Rata-rata bagus dan banyak cerita seru. Novel saya, kan, ada beberapa kategori. Ada drama romantis dan chicklit. Untuk novel drama, saya mendapat banyak pembaca yang aneh-aneh, semuanya pembaca wanita. Ada yang ingin ketemu saya, kalau enggak bisa mau bunuh diri. Ada juga pembaca yang ingin saya yang pertama kali mengucapkan selamat ulang tahun.
Wah, seru sekali.
Lebih gawat lagi saat jumpa pembaca. Usai acara, ada pembaca yang memeluk saya sambil menangis. Pokoknya saya enggak boleh pulang. Sampai-sampai ia nekat masuk ke mobil saya. Terpaksa diamankan satpam. Saat di Makassar, kamar saya sampai diketok-ketok. Ada beberapa gadis yang nungguin di lobi sampai larut malam.

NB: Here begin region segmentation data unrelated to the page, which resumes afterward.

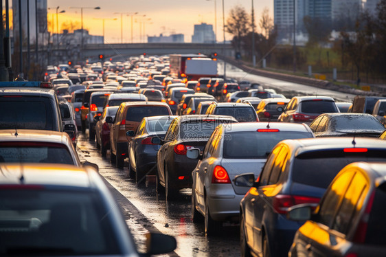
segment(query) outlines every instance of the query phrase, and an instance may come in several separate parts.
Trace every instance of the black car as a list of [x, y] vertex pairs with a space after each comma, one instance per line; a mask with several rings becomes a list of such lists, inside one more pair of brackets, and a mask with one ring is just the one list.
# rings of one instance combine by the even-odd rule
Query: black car
[[159, 144], [152, 144], [151, 139], [155, 136], [163, 138], [169, 125], [176, 117], [145, 117], [135, 132], [126, 132], [129, 136], [133, 136], [128, 142], [128, 174], [130, 177], [135, 177], [137, 184], [140, 183], [148, 173], [156, 173]]
[[188, 158], [186, 150], [192, 148], [203, 150], [218, 125], [233, 122], [237, 120], [230, 116], [179, 116], [170, 124], [163, 139], [152, 139], [161, 144], [157, 155], [157, 187], [165, 187], [166, 199], [175, 198], [180, 189], [192, 187], [192, 170], [198, 160]]

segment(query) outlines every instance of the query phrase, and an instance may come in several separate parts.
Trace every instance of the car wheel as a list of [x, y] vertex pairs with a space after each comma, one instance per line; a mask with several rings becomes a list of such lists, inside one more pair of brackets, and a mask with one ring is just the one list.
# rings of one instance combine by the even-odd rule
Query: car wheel
[[266, 235], [264, 235], [262, 239], [262, 256], [271, 257], [271, 252], [269, 252], [269, 245], [268, 244]]
[[117, 154], [115, 155], [115, 165], [117, 166], [117, 168], [124, 168], [124, 158], [122, 157], [122, 155], [118, 149], [117, 149]]
[[245, 223], [244, 221], [244, 215], [241, 214], [240, 219], [240, 245], [241, 247], [241, 256], [251, 257], [251, 248], [247, 243], [247, 235], [245, 234]]
[[115, 155], [113, 153], [113, 149], [111, 148], [111, 146], [110, 146], [110, 161], [112, 164], [115, 163]]
[[205, 197], [205, 236], [214, 236], [218, 233], [220, 229], [222, 223], [218, 221], [214, 221], [210, 216], [209, 211], [209, 197]]
[[172, 183], [170, 183], [170, 178], [169, 176], [169, 172], [168, 171], [167, 166], [165, 166], [165, 197], [166, 200], [173, 200], [175, 199], [178, 190], [173, 188]]
[[203, 215], [196, 209], [196, 194], [193, 192], [194, 189], [192, 188], [192, 219], [194, 223], [203, 221]]

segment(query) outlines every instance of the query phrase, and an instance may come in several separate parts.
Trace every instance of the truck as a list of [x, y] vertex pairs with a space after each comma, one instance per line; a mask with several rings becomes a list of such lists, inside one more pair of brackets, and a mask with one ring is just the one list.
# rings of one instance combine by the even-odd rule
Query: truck
[[203, 54], [170, 54], [170, 74], [183, 81], [217, 76], [217, 59]]

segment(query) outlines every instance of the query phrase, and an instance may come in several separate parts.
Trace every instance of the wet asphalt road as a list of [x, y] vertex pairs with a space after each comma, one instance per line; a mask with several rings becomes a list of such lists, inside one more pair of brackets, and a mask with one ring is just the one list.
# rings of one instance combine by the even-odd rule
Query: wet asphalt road
[[[181, 197], [166, 201], [164, 194], [156, 192], [155, 181], [137, 186], [124, 170], [113, 166], [108, 151], [102, 158], [95, 142], [88, 139], [88, 132], [78, 135], [77, 150], [81, 159], [95, 163], [100, 174], [115, 197], [134, 236], [139, 251], [144, 252], [145, 234], [148, 232], [174, 236], [177, 248], [170, 256], [239, 256], [239, 226], [225, 224], [219, 236], [207, 238], [203, 223], [193, 223], [190, 218], [191, 190], [182, 190]], [[149, 179], [151, 179], [149, 178]]]

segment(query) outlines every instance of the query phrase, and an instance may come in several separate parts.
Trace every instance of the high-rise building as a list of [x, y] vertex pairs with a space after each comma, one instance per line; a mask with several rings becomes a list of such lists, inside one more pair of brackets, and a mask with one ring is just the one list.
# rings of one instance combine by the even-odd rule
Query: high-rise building
[[213, 25], [207, 23], [195, 24], [194, 34], [192, 36], [192, 43], [216, 43]]

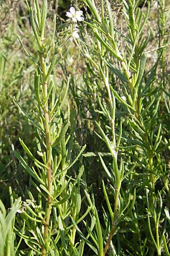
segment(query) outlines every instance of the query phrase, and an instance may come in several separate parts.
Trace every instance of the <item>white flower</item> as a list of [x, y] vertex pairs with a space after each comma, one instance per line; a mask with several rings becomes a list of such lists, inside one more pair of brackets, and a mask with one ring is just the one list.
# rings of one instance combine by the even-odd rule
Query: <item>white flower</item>
[[83, 14], [82, 11], [75, 11], [75, 8], [73, 6], [70, 8], [69, 10], [70, 11], [66, 12], [66, 15], [67, 17], [70, 18], [73, 22], [84, 20], [84, 18], [81, 16]]

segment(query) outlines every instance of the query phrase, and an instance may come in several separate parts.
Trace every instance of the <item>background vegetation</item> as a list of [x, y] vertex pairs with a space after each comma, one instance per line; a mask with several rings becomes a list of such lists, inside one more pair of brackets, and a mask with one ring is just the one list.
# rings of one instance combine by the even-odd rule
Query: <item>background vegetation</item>
[[[27, 3], [35, 9], [34, 2]], [[52, 159], [62, 160], [45, 241], [48, 186], [40, 187], [26, 167], [46, 161], [39, 148], [46, 148], [45, 137], [40, 133], [37, 142], [35, 125], [40, 117], [45, 122], [35, 93], [36, 71], [43, 84], [35, 65], [42, 61], [26, 2], [0, 1], [0, 255], [168, 256], [169, 1], [48, 3], [46, 46], [57, 15], [48, 59], [57, 53]], [[84, 22], [78, 23], [79, 38], [71, 42], [74, 24], [66, 12], [71, 6], [83, 10]]]

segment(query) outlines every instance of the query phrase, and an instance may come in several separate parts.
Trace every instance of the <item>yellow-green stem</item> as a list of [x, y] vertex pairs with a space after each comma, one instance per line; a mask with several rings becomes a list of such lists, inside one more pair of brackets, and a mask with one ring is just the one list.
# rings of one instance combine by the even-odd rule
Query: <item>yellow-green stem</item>
[[117, 209], [118, 209], [118, 196], [119, 196], [119, 192], [120, 192], [120, 188], [116, 189], [116, 195], [115, 195], [115, 201], [114, 201], [114, 218], [113, 222], [112, 223], [112, 228], [111, 231], [108, 238], [108, 240], [107, 241], [107, 243], [105, 246], [105, 248], [103, 251], [103, 256], [105, 256], [107, 250], [109, 249], [109, 247], [110, 246], [112, 239], [114, 236], [114, 233], [115, 232], [115, 229], [116, 228], [116, 226], [117, 225]]
[[[45, 64], [44, 54], [41, 55], [41, 65], [42, 70], [43, 72], [42, 80], [43, 80], [43, 91], [44, 98], [46, 98], [48, 96], [48, 82], [45, 82]], [[48, 103], [46, 101], [46, 103], [44, 106], [44, 117], [45, 117], [45, 140], [46, 140], [46, 158], [47, 158], [47, 180], [48, 180], [48, 190], [49, 191], [49, 193], [51, 194], [52, 191], [52, 170], [51, 170], [51, 156], [50, 154], [51, 142], [50, 142], [50, 125], [49, 125], [49, 116], [48, 111]], [[47, 196], [47, 213], [46, 217], [45, 219], [45, 225], [44, 234], [44, 241], [45, 243], [45, 241], [46, 238], [46, 236], [48, 234], [49, 221], [52, 211], [52, 198], [50, 195]], [[46, 251], [45, 248], [44, 246], [41, 248], [41, 251], [43, 256], [47, 255], [48, 252]]]

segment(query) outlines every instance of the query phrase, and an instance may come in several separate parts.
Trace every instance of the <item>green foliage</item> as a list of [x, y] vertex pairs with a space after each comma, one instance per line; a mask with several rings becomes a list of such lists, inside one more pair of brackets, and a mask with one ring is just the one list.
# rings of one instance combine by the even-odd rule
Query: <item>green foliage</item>
[[2, 253], [169, 255], [169, 3], [114, 2], [20, 3], [1, 39]]

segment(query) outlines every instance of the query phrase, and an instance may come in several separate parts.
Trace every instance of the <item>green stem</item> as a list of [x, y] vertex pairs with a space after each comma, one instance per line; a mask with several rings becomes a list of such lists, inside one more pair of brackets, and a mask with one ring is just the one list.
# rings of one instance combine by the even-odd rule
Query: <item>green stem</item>
[[110, 246], [112, 239], [114, 236], [116, 228], [117, 225], [117, 210], [118, 210], [118, 196], [120, 193], [120, 188], [116, 189], [116, 195], [115, 195], [115, 202], [114, 202], [114, 218], [112, 224], [111, 231], [108, 238], [107, 243], [105, 246], [103, 251], [103, 256], [105, 256], [107, 250]]
[[[45, 81], [46, 69], [45, 69], [45, 61], [44, 58], [44, 53], [41, 55], [41, 68], [42, 70], [42, 87], [44, 91], [44, 98], [46, 98], [48, 96], [48, 81]], [[47, 180], [48, 180], [48, 190], [49, 191], [49, 194], [51, 195], [52, 192], [52, 159], [51, 159], [51, 138], [50, 138], [50, 121], [49, 115], [48, 111], [48, 102], [46, 101], [44, 106], [44, 117], [45, 117], [45, 140], [46, 140], [46, 158], [47, 158]], [[48, 234], [49, 221], [50, 218], [50, 214], [52, 212], [52, 198], [50, 195], [47, 196], [47, 204], [46, 204], [46, 217], [45, 219], [45, 230], [44, 233], [44, 241], [45, 243], [46, 236]], [[42, 246], [41, 247], [41, 252], [43, 256], [47, 255], [48, 252], [46, 251], [45, 248]]]

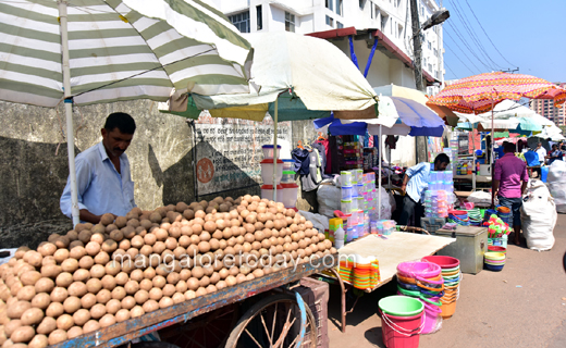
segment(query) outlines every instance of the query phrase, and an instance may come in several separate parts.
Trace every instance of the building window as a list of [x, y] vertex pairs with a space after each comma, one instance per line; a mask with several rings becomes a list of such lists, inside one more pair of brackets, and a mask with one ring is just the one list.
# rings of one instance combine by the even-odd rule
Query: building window
[[381, 14], [381, 32], [385, 33], [389, 15]]
[[336, 0], [336, 14], [344, 15], [344, 3], [343, 0]]
[[327, 25], [334, 27], [334, 18], [327, 15]]
[[249, 11], [233, 14], [227, 18], [239, 33], [249, 33]]
[[257, 17], [257, 23], [258, 23], [257, 29], [261, 30], [263, 28], [263, 14], [261, 11], [261, 5], [256, 7], [256, 17]]
[[285, 12], [285, 30], [295, 33], [295, 15]]

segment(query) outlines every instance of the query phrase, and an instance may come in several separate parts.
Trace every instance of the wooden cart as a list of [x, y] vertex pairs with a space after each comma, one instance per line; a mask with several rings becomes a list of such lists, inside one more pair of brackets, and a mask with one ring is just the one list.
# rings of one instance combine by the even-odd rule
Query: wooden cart
[[[249, 308], [239, 320], [234, 321], [235, 325], [230, 335], [219, 340], [220, 347], [316, 347], [315, 319], [302, 297], [293, 291], [293, 287], [302, 277], [335, 268], [337, 256], [313, 259], [312, 262], [299, 263], [296, 269], [288, 266], [213, 294], [62, 341], [52, 347], [87, 348], [127, 345], [134, 338], [174, 324], [192, 323], [192, 326], [198, 326], [199, 315], [227, 308], [236, 302], [246, 302]], [[260, 294], [263, 296], [257, 296]], [[262, 298], [259, 299], [260, 297]], [[218, 315], [216, 318], [218, 319]], [[209, 323], [205, 322], [200, 326], [213, 326], [207, 324]], [[160, 344], [151, 346], [160, 347]], [[171, 346], [167, 343], [161, 345], [161, 347]], [[198, 343], [197, 346], [213, 347], [214, 345], [209, 341]]]

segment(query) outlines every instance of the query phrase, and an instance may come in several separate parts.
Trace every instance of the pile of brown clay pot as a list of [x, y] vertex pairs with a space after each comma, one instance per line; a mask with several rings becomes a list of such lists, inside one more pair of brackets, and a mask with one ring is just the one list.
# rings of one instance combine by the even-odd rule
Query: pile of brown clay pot
[[0, 345], [54, 345], [335, 252], [258, 196], [104, 214], [0, 265]]

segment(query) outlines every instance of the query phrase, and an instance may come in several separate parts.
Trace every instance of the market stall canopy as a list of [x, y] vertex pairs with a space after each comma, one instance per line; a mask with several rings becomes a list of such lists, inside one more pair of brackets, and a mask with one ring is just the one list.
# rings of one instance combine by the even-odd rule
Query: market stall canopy
[[[67, 20], [62, 45], [58, 5]], [[173, 88], [248, 92], [251, 46], [218, 10], [184, 0], [0, 1], [0, 99], [56, 107], [164, 101]], [[63, 95], [63, 51], [71, 90]]]
[[[429, 98], [420, 90], [415, 88], [402, 87], [397, 85], [385, 85], [374, 87], [373, 90], [376, 94], [387, 97], [401, 97], [410, 100], [418, 101], [422, 104], [426, 104], [429, 101]], [[445, 123], [450, 126], [456, 126], [458, 123], [458, 116], [448, 108], [441, 105], [428, 105], [432, 111], [434, 111], [439, 116], [444, 119]]]
[[[475, 124], [479, 130], [491, 129], [492, 112], [479, 115], [457, 113], [462, 122]], [[554, 122], [536, 113], [513, 100], [504, 100], [493, 108], [494, 129], [542, 132], [544, 127], [554, 126]]]
[[261, 88], [237, 96], [192, 94], [186, 107], [170, 101], [174, 114], [197, 119], [200, 110], [216, 117], [262, 121], [274, 114], [279, 122], [313, 120], [333, 110], [370, 110], [376, 114], [376, 94], [349, 58], [323, 39], [299, 34], [262, 33], [244, 37], [254, 47], [253, 82]]
[[411, 99], [380, 96], [378, 111], [379, 116], [373, 119], [333, 121], [329, 129], [333, 134], [341, 125], [366, 123], [368, 132], [374, 135], [379, 134], [380, 125], [382, 135], [441, 137], [444, 133], [444, 121], [427, 105]]

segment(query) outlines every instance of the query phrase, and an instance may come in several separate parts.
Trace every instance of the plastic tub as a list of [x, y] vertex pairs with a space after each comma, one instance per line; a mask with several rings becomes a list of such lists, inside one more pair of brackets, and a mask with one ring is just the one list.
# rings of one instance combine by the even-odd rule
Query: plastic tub
[[439, 330], [439, 323], [442, 322], [442, 309], [440, 307], [430, 304], [428, 302], [423, 302], [424, 304], [424, 316], [423, 316], [423, 326], [421, 334], [432, 334]]
[[[261, 147], [261, 150], [263, 151], [263, 159], [266, 160], [269, 160], [269, 159], [273, 159], [273, 145], [263, 145]], [[279, 156], [280, 156], [280, 152], [281, 152], [281, 145], [278, 145], [278, 151], [276, 151], [276, 156], [275, 158], [279, 159]]]
[[[269, 200], [273, 200], [273, 185], [262, 185], [261, 187], [261, 199], [266, 198]], [[283, 200], [283, 186], [276, 186], [276, 201], [281, 202]]]
[[340, 172], [340, 183], [342, 186], [352, 186], [352, 172], [349, 172], [349, 171]]
[[411, 316], [422, 312], [424, 304], [418, 299], [406, 296], [387, 296], [379, 300], [379, 308], [390, 315]]
[[294, 183], [295, 183], [295, 172], [284, 170], [283, 176], [281, 177], [281, 184], [294, 184]]
[[424, 257], [421, 260], [424, 262], [432, 262], [438, 264], [442, 269], [442, 272], [444, 272], [446, 269], [459, 269], [459, 260], [453, 257], [430, 256]]
[[354, 194], [354, 187], [352, 186], [342, 186], [342, 199], [343, 200], [352, 200]]
[[487, 270], [494, 271], [494, 272], [500, 272], [501, 270], [503, 270], [504, 264], [502, 264], [502, 265], [493, 265], [493, 264], [485, 263], [484, 266], [485, 266]]
[[[266, 185], [273, 185], [273, 160], [263, 160], [259, 163], [261, 165], [261, 179]], [[275, 182], [276, 184], [281, 183], [281, 178], [283, 177], [283, 161], [278, 160]]]
[[402, 262], [397, 265], [397, 273], [406, 277], [418, 275], [424, 278], [433, 278], [441, 273], [441, 268], [431, 262]]
[[283, 160], [283, 171], [295, 172], [295, 160]]
[[298, 194], [298, 185], [297, 184], [281, 184], [283, 187], [281, 202], [285, 208], [295, 208], [297, 204], [297, 194]]

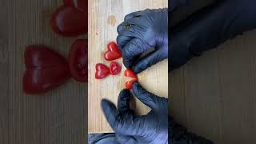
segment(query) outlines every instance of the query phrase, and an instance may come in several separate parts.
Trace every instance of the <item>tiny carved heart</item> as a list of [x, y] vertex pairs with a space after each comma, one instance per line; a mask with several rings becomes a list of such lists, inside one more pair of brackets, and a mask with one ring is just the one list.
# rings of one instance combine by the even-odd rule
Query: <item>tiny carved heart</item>
[[95, 66], [95, 78], [102, 79], [110, 74], [110, 69], [102, 63], [97, 63]]
[[122, 54], [115, 42], [111, 42], [107, 45], [107, 51], [105, 52], [104, 58], [107, 61], [113, 61], [122, 58]]
[[130, 90], [132, 88], [132, 86], [133, 86], [134, 82], [138, 81], [138, 77], [137, 77], [136, 74], [133, 70], [129, 70], [129, 69], [126, 69], [125, 70], [124, 76], [134, 78], [133, 80], [126, 82], [126, 84], [125, 84], [126, 88], [128, 89], [128, 90]]

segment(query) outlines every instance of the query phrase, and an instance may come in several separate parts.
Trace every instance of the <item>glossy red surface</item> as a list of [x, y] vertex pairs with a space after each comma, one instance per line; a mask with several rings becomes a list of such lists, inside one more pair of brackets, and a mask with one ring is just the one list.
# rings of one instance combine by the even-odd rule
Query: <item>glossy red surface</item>
[[52, 30], [62, 36], [72, 37], [87, 33], [87, 14], [84, 11], [71, 7], [61, 6], [53, 14]]
[[102, 79], [110, 74], [110, 69], [104, 64], [98, 63], [95, 66], [95, 78]]
[[119, 65], [118, 62], [111, 62], [110, 65], [110, 74], [117, 75], [121, 72], [121, 66]]
[[111, 42], [107, 45], [107, 51], [105, 52], [104, 58], [107, 61], [113, 61], [122, 58], [122, 54], [115, 42]]
[[81, 82], [88, 82], [88, 40], [78, 39], [70, 46], [70, 70], [72, 77]]
[[87, 13], [88, 0], [63, 0], [64, 6], [70, 6], [80, 9]]
[[70, 78], [66, 59], [46, 46], [27, 46], [25, 64], [23, 90], [26, 94], [46, 93]]

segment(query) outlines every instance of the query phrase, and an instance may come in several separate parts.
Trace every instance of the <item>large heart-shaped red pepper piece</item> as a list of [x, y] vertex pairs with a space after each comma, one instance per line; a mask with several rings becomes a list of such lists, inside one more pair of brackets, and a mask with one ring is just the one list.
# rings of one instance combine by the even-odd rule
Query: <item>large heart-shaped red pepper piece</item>
[[72, 44], [70, 50], [70, 70], [75, 80], [88, 82], [87, 39], [78, 39]]
[[25, 64], [23, 90], [26, 94], [46, 93], [70, 78], [66, 59], [46, 46], [27, 46]]
[[87, 33], [87, 12], [80, 9], [62, 6], [53, 14], [52, 30], [62, 36], [72, 37]]
[[88, 0], [63, 0], [64, 6], [73, 6], [85, 12], [88, 10]]
[[136, 74], [133, 70], [129, 70], [129, 69], [126, 69], [125, 70], [124, 76], [134, 78], [134, 79], [132, 79], [130, 81], [126, 82], [126, 89], [130, 90], [132, 88], [132, 86], [133, 86], [134, 82], [138, 81], [138, 77], [137, 77]]
[[95, 78], [102, 79], [110, 74], [110, 69], [102, 63], [97, 63], [95, 66]]
[[107, 45], [107, 51], [105, 52], [104, 58], [107, 61], [113, 61], [122, 58], [118, 46], [114, 42], [111, 42]]

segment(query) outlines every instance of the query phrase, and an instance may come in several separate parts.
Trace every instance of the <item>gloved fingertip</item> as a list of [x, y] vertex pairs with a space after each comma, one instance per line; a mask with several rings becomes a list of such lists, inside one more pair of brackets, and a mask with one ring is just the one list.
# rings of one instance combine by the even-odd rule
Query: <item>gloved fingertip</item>
[[141, 87], [140, 84], [138, 82], [134, 82], [133, 83], [132, 90], [134, 92], [137, 91], [139, 87]]
[[102, 109], [110, 106], [110, 105], [111, 103], [112, 103], [112, 102], [110, 102], [109, 100], [107, 100], [107, 99], [102, 99]]
[[135, 65], [134, 67], [133, 68], [134, 72], [135, 74], [139, 74], [139, 73], [141, 73], [142, 71], [143, 71], [146, 69], [146, 68], [144, 68], [144, 67], [139, 67], [138, 65]]
[[128, 89], [122, 89], [122, 90], [121, 90], [121, 92], [120, 92], [120, 94], [130, 94], [130, 90], [128, 90]]

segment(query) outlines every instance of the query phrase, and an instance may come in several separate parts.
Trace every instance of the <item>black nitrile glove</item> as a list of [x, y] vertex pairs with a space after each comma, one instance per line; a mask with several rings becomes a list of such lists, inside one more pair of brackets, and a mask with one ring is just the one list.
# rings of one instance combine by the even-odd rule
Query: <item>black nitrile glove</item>
[[170, 30], [169, 68], [255, 28], [255, 0], [218, 1]]
[[132, 87], [134, 95], [151, 108], [146, 115], [134, 115], [130, 108], [131, 94], [128, 90], [121, 91], [118, 110], [107, 101], [102, 101], [104, 114], [116, 139], [126, 144], [167, 144], [168, 143], [168, 100], [158, 97], [143, 89], [138, 82]]
[[169, 142], [171, 144], [214, 144], [200, 136], [189, 133], [186, 129], [169, 118]]
[[[168, 10], [145, 10], [131, 13], [118, 26], [118, 46], [126, 68], [140, 73], [168, 58]], [[151, 48], [154, 50], [139, 58]]]
[[190, 0], [170, 0], [168, 1], [169, 3], [169, 10], [172, 11], [175, 8], [180, 6], [186, 6], [190, 3]]

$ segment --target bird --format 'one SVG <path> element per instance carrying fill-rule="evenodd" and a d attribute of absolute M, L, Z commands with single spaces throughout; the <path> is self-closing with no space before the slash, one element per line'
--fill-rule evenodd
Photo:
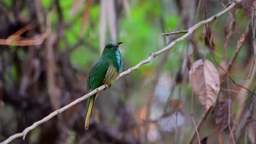
<path fill-rule="evenodd" d="M 122 43 L 123 43 L 121 41 L 110 41 L 106 45 L 101 57 L 90 69 L 87 79 L 87 88 L 89 90 L 94 91 L 105 84 L 110 87 L 118 77 L 123 67 L 121 53 L 119 49 L 119 45 Z M 99 92 L 90 96 L 88 99 L 85 115 L 85 130 L 89 129 L 92 106 Z"/>

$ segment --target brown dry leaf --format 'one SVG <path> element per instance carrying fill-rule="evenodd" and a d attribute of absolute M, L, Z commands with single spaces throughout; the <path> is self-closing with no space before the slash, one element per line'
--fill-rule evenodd
<path fill-rule="evenodd" d="M 83 5 L 83 3 L 84 3 L 84 0 L 74 1 L 74 3 L 73 3 L 72 7 L 71 7 L 71 9 L 69 11 L 69 15 L 73 15 L 74 14 L 75 14 L 81 7 L 81 6 Z"/>
<path fill-rule="evenodd" d="M 217 69 L 208 60 L 199 59 L 193 63 L 189 77 L 193 91 L 199 96 L 201 104 L 208 110 L 215 103 L 220 89 Z"/>
<path fill-rule="evenodd" d="M 84 10 L 84 14 L 83 14 L 83 21 L 82 26 L 82 31 L 80 33 L 80 36 L 82 37 L 83 34 L 84 33 L 85 29 L 86 29 L 87 23 L 88 23 L 89 19 L 90 18 L 90 13 L 91 12 L 91 8 L 92 4 L 94 3 L 94 0 L 88 0 L 86 6 Z"/>
<path fill-rule="evenodd" d="M 226 71 L 228 71 L 228 69 L 229 68 L 229 64 L 227 61 L 223 61 L 219 64 L 222 68 L 225 69 Z M 220 67 L 219 68 L 218 70 L 219 71 L 219 79 L 220 80 L 220 85 L 225 82 L 226 80 L 226 75 L 225 71 L 223 70 Z"/>
<path fill-rule="evenodd" d="M 230 107 L 232 105 L 232 101 L 229 99 L 225 99 L 219 103 L 218 105 L 219 110 L 217 114 L 215 122 L 218 125 L 219 130 L 222 131 L 228 126 L 229 118 L 229 104 Z M 230 115 L 231 113 L 231 110 L 229 111 Z"/>

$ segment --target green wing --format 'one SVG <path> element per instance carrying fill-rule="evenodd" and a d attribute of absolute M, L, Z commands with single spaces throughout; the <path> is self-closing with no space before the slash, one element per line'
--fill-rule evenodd
<path fill-rule="evenodd" d="M 91 66 L 87 80 L 89 89 L 93 91 L 104 84 L 103 82 L 109 67 L 108 63 L 101 57 Z"/>

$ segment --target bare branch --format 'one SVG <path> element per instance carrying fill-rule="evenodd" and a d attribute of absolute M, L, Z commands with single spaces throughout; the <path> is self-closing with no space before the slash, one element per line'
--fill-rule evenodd
<path fill-rule="evenodd" d="M 178 39 L 177 39 L 174 40 L 173 40 L 171 44 L 170 44 L 164 47 L 164 49 L 156 51 L 154 53 L 152 53 L 149 57 L 142 61 L 141 61 L 138 64 L 135 65 L 133 67 L 129 68 L 128 70 L 122 73 L 119 75 L 119 76 L 118 77 L 118 79 L 120 79 L 120 77 L 127 75 L 131 73 L 132 71 L 135 71 L 136 70 L 138 69 L 141 66 L 143 65 L 149 63 L 151 61 L 152 61 L 155 57 L 167 51 L 167 50 L 170 50 L 172 47 L 173 47 L 176 44 L 180 43 L 181 41 L 184 40 L 185 39 L 187 38 L 190 35 L 191 35 L 196 29 L 197 29 L 198 28 L 199 28 L 200 26 L 205 25 L 206 23 L 208 23 L 214 20 L 218 19 L 219 17 L 220 16 L 224 15 L 224 14 L 228 12 L 230 9 L 231 9 L 232 8 L 234 8 L 238 3 L 240 3 L 242 2 L 243 0 L 236 0 L 234 1 L 232 3 L 231 3 L 226 8 L 224 9 L 223 10 L 221 11 L 219 13 L 212 16 L 212 17 L 210 17 L 209 19 L 200 21 L 199 23 L 197 23 L 196 25 L 194 25 L 194 26 L 191 27 L 188 30 L 188 33 L 187 33 L 183 35 L 182 37 L 180 37 Z M 64 111 L 66 110 L 67 109 L 69 109 L 69 107 L 72 107 L 72 106 L 75 105 L 76 104 L 81 102 L 82 101 L 87 99 L 89 97 L 92 95 L 94 94 L 95 94 L 97 92 L 98 92 L 100 91 L 102 91 L 103 89 L 106 88 L 106 85 L 103 85 L 96 89 L 91 91 L 91 92 L 88 93 L 87 94 L 82 97 L 80 98 L 78 98 L 73 101 L 72 103 L 69 104 L 68 105 L 67 105 L 66 106 L 63 107 L 62 108 L 57 110 L 52 113 L 51 113 L 50 115 L 47 116 L 46 117 L 44 117 L 42 119 L 37 121 L 35 123 L 34 123 L 31 126 L 30 126 L 26 128 L 22 133 L 18 133 L 16 134 L 14 134 L 11 136 L 10 136 L 8 139 L 5 140 L 4 141 L 1 142 L 0 144 L 7 144 L 9 143 L 11 141 L 12 141 L 14 139 L 16 139 L 18 137 L 22 137 L 23 139 L 25 139 L 26 134 L 27 133 L 32 130 L 32 129 L 34 129 L 36 127 L 38 126 L 39 125 L 49 121 L 51 118 L 52 118 L 53 117 L 56 116 L 58 114 L 60 114 L 63 112 Z"/>
<path fill-rule="evenodd" d="M 183 30 L 183 31 L 176 31 L 176 32 L 171 32 L 171 33 L 162 33 L 162 35 L 172 35 L 172 34 L 179 34 L 179 33 L 187 33 L 188 30 Z"/>

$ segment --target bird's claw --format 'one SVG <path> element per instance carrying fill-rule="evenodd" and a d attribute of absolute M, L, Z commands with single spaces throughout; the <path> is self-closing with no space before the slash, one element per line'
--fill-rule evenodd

Ada lagi mahasiswi yang sampai menyebarkan cerita di kampusnya, dia dan saya pacaran. Padahal, saya baru saja kenal dengannya saat jumpa pembaca di sebuah universitas swasta di Yogyakarta. Keluarganya sampai ikut "meneror" saya. Pernah keluarganya telepon, saya harus bertanggung jawab karena gadis itu sakit gara-gara saya. Terpaksa pihak penerbit menjelaskan, semua itu tidak benar. Menurut editor saya, Mbak Hetih, hanya saya yang menjumpai pengalaman seru dengan pembaca.
Kenapa, sih, bisa seperti itu?
Saya enggak tahu, mungkin mereka terbawa dengan cerita dalam novel saya. Mereka tidak bisa membedakan antara fiksi dan fakta. Saya bilang pada editor, repot juga kalau pembaca saya seperti itu. Saya pun mencoba membuat novel jenis metro pop. Pembacanya kebanyakan wanita karier dan cewek yang suka hang out.
Omong-omong, Anda menyesal enggak, sih, dengan larangan Mama dulu?
Oh tidak. Saya malah beruntung. Dengan kerja kantoran, saya menjadi seniman yang disiplin, dalam arti hidup saya teratur. Di kantor, sekarang saya memegang PR dan marketing, membawahi beberapa brand. Saya bisa membagi waktu untuk urusan kantor dan menulis. Kebetulan saya enggak suka dugem. Pulang kantor, saya masih sempat fitness. Selain itu, saya suka tenis dan lari. Malamnya, mulai pukul 21.00 saya menulis.
Anda, kok, masih betah melajang?
Namanya pasangan suami-istri, kan, mesti mengalah. Nah, saya masih menunggu kesadaran diri saya untuk mengalah pada pasangan. Saat ini saya belum bisa. Saya masih menikmati dunia menulis. Sekarang pacar saya laptop, ke mana-mana selalu saya bawa. Ha ha.
Di sela kesibukan, saya suka travelling. Hasil royalti selain ditabung saya gunakan untuk jalan-jalan. Belum lama ini saya cuti ke Vietnam. Dengan jalan-jalan, sekaligus saya mencari inspirasi.